AST=aspartate amino transferase; ALT=alanine amino transferase; GGT=gamma glutamyl transpeptidase; Pl count=platelets count; T. cholesterol=total cholesterol; INR=international normalized ratio; EV=esophageal varices; LSM=liver stiffness measurement.

Significant correlations were noted between the mean values of LSM and serum fibrosis scores (Fib-4, Forns Index, Lok Score) and the presence as well as the grade of esophageal varices (Tables 2 and 3).

Table 2.

Performance of LSM and serum fibrosis scores to detect the presence of esophageal varices.
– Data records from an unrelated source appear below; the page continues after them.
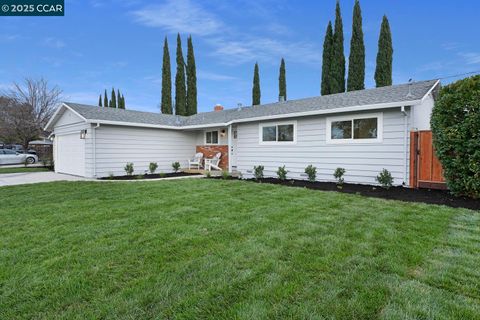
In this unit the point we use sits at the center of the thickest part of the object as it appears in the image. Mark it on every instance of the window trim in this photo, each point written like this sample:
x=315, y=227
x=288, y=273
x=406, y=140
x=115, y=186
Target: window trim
x=276, y=124
x=378, y=139
x=205, y=137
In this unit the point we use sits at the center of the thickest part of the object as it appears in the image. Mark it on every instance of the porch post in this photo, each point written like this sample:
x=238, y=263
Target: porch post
x=229, y=138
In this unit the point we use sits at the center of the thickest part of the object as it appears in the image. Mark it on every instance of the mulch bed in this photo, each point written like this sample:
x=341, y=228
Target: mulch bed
x=151, y=176
x=430, y=196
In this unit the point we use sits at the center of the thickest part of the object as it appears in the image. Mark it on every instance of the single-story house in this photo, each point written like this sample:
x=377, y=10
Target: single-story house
x=362, y=131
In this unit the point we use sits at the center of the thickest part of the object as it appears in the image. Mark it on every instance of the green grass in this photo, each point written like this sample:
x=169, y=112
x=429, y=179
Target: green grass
x=212, y=249
x=22, y=169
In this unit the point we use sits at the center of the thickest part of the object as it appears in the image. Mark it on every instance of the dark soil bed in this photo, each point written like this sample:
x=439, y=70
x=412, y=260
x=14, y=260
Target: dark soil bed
x=151, y=176
x=441, y=197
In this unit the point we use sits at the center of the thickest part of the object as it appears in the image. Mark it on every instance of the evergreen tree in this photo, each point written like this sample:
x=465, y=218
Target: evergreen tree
x=166, y=104
x=356, y=61
x=191, y=80
x=180, y=90
x=113, y=99
x=338, y=59
x=327, y=61
x=282, y=81
x=383, y=71
x=105, y=99
x=256, y=86
x=119, y=100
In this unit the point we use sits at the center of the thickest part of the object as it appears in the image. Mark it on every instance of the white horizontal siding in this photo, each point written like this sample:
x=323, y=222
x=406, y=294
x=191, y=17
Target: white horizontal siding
x=362, y=162
x=115, y=146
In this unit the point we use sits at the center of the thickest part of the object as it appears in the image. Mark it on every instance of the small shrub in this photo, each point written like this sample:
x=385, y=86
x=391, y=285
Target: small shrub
x=152, y=167
x=225, y=174
x=338, y=175
x=282, y=173
x=311, y=171
x=258, y=172
x=129, y=168
x=385, y=179
x=176, y=166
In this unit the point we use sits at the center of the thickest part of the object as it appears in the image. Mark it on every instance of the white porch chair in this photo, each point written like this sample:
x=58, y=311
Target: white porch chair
x=196, y=161
x=213, y=162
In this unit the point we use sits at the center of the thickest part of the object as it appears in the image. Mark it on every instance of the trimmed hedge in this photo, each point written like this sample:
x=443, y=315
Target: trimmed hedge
x=456, y=135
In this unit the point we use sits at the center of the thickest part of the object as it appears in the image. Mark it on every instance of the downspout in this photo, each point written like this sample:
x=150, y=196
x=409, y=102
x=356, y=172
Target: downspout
x=95, y=150
x=405, y=150
x=229, y=148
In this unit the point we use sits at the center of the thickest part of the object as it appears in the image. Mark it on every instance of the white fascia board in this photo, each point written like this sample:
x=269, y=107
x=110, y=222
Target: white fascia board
x=53, y=118
x=262, y=118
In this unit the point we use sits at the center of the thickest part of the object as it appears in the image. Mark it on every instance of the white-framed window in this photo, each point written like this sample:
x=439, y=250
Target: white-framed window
x=278, y=132
x=211, y=137
x=364, y=128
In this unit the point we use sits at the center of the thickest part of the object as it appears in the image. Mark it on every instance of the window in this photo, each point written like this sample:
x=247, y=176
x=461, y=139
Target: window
x=362, y=128
x=211, y=137
x=278, y=133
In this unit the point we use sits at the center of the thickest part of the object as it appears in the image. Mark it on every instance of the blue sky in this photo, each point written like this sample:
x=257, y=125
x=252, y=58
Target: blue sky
x=103, y=43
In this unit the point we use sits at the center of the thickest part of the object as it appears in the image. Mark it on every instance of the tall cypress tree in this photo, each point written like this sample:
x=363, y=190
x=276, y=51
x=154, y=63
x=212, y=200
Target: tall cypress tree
x=119, y=100
x=282, y=81
x=166, y=105
x=191, y=79
x=383, y=71
x=256, y=86
x=338, y=59
x=356, y=61
x=105, y=99
x=113, y=100
x=327, y=61
x=180, y=90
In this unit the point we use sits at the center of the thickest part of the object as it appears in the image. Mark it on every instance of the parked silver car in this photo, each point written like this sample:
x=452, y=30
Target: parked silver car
x=8, y=156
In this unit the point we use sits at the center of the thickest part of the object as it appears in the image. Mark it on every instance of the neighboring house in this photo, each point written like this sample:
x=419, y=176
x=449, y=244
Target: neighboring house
x=362, y=131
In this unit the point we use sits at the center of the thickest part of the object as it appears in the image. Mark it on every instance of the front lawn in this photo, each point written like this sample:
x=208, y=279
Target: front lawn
x=21, y=169
x=199, y=248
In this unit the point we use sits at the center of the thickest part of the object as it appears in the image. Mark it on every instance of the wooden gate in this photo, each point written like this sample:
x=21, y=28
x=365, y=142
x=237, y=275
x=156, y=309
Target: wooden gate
x=426, y=170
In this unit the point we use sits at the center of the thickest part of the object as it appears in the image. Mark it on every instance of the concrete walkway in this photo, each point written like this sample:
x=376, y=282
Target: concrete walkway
x=11, y=179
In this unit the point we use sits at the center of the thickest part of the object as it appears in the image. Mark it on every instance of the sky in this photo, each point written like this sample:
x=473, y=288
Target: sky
x=100, y=44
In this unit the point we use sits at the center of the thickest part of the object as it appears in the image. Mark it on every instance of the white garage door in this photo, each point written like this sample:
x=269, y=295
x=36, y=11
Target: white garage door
x=70, y=153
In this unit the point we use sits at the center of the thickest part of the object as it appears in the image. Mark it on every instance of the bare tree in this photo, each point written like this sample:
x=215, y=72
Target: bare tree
x=26, y=109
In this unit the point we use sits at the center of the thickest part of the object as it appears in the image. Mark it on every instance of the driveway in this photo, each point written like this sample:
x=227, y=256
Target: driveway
x=11, y=179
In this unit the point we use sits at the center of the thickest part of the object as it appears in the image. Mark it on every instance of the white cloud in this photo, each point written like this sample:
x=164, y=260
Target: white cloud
x=53, y=43
x=471, y=57
x=181, y=16
x=214, y=76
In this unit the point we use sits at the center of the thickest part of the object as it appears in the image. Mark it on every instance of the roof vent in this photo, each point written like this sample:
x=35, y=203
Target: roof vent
x=409, y=94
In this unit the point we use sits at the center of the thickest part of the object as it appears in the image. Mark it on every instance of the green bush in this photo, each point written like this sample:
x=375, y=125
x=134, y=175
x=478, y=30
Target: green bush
x=456, y=135
x=176, y=166
x=152, y=167
x=129, y=168
x=385, y=179
x=338, y=175
x=311, y=171
x=258, y=172
x=282, y=173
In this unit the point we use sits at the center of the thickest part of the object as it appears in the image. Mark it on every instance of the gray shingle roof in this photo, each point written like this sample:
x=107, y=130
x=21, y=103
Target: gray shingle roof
x=391, y=94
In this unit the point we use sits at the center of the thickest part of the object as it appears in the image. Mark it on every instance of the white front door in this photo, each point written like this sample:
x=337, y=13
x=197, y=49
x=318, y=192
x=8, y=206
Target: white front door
x=70, y=154
x=232, y=157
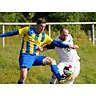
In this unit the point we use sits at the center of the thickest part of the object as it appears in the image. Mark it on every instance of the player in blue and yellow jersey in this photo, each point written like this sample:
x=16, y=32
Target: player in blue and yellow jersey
x=33, y=41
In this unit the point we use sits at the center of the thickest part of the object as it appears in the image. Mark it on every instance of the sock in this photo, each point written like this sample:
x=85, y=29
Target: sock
x=70, y=81
x=52, y=81
x=55, y=70
x=20, y=82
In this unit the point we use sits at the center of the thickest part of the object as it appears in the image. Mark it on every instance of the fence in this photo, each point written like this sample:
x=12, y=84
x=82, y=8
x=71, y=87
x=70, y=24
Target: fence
x=49, y=27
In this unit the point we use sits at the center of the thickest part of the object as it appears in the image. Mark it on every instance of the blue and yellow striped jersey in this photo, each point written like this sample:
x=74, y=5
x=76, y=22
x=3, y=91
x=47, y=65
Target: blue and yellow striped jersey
x=31, y=40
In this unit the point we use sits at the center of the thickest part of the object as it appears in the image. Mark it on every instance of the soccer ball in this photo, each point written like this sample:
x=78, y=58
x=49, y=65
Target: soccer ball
x=68, y=70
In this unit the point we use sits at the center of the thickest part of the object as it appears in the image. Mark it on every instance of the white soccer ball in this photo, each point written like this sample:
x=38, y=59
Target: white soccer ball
x=68, y=70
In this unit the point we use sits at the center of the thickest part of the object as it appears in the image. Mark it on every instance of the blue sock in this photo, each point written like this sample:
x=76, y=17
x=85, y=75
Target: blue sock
x=20, y=82
x=55, y=70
Variables  Absent EV 15 patients  Present EV 50 patients  P 
LSM (kPa) (mean±SD)  18.900±2.877  30.830±13.969  <0.001 
Fib-4(mean±SD)  2.74±1.40  4.38±2.75  0.006 
Forns Index (mean±SD)  6.589±0.890  7.782±1.354  0.002 
Lok Score(mean±SD)  0.625±0.090  0.80±0.172  0.001 

EV=esophageal varices; LSM=liver stiffness measurement.

Table 3.

Performance of LSM and serum fibrosis scores to detect the grade of esophageal varices.

Variables  EV-Grade 1 18 patients  EV-Grade 2 19 patients  EV-Grade 3 13 patients  P 
LSM (kPa) (mean±SD)  22.37±6.97  30.99±8.80  42.31±19.02  0.000 
Fib-4(mean±SD)  2.86±1.39  4.65±2.68  6.10±3.25  0.003 
Forns Index (mean±SD)  7.05±1.06  8.11±1.37  8.32±1.34  0.012 
Lok Score(mean±SD)  0.71±0.18  0.80±0.16  0.90±0.13  0.008 

EV=esophageal varices; LSM=liver stiffness measurement.

Among the fifty patients with esophageal varices, 18 patients had grade 1 esophageal varices (small esophageal varices) and 32 patients had grade 2–3 varices (large esophageal varices).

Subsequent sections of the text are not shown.